The women truly lit up when I asked why each of them had decided to make a career out of community work. All the field workers are originally from Dharavi and all the ones I spoke to had originally gotten involved through the groups they now lead. Most of them originally didn’t even know you could have a job where your duties were just helping others. But as every one went around the circle and told their individual stories it was clear that each had been inspired by the small changes they could create and now all were devoting their life to it.

We took a break for lunch before they went out into the community for their afternoon work. I sat, hesitant. I certainly didn’t want to get sick from eating street food in Dharavi. But even before the Hindi was translated I could see that they all wanted to share their food with me. They all now had questions for me and it was my time to share. As they pulled out their rotis and various vegetables they started quickly asking questions to my translator while motioning for me to eat.

I didn’t want to be rude. I couldn’t be rude – they had answered every question I had and had welcomed me in without hesitation.  And now they wanted to share with me.  So I took a roti, said a little internal prayer hoping to not get sick, and ate. As I ate I answered all their questions – why was I here in India?
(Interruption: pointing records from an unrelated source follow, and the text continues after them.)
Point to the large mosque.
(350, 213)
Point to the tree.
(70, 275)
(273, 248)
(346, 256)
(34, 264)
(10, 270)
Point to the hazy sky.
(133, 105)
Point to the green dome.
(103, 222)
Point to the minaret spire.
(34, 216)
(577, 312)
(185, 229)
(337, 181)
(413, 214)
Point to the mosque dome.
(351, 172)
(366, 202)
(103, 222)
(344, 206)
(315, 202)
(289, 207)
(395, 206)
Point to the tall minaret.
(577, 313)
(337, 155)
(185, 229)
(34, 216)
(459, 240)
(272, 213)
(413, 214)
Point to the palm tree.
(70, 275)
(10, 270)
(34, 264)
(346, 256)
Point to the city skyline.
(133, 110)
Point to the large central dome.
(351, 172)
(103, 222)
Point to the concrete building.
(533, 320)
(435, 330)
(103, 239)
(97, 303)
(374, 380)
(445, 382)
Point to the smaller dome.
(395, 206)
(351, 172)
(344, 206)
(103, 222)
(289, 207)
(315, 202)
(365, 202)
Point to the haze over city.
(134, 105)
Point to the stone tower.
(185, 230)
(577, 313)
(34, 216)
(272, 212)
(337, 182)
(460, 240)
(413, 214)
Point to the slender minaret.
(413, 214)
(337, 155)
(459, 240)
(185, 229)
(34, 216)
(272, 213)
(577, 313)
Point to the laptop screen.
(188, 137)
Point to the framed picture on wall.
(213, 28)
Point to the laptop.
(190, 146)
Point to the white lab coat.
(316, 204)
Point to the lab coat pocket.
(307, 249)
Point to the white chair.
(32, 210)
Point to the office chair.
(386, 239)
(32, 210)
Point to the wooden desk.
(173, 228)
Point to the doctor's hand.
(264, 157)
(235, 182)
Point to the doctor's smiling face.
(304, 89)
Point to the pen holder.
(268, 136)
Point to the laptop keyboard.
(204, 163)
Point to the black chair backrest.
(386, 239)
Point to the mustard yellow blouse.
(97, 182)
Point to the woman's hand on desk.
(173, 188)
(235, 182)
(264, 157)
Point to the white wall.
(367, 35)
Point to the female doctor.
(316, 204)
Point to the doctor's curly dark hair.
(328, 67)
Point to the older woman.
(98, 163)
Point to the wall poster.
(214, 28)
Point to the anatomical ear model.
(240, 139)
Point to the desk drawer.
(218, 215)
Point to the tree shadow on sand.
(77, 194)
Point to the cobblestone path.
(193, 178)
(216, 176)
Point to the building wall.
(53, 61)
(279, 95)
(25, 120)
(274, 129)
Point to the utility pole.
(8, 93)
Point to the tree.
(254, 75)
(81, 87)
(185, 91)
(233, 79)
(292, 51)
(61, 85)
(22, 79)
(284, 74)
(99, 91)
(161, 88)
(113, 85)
What country did I come from? Did I like being in Mumbai? Did I miss home? Did I like Indian food? Through the translation they all laughed and smiled and kept asking more and more questions.

And when lunch was over and they were off for their afternoon work I said goodbye and made my way back through the crazy streets of Dharavi. I’d be back the next day to see the group sessions and I already felt truly lucky to be able to watch them work in this place they loved so much.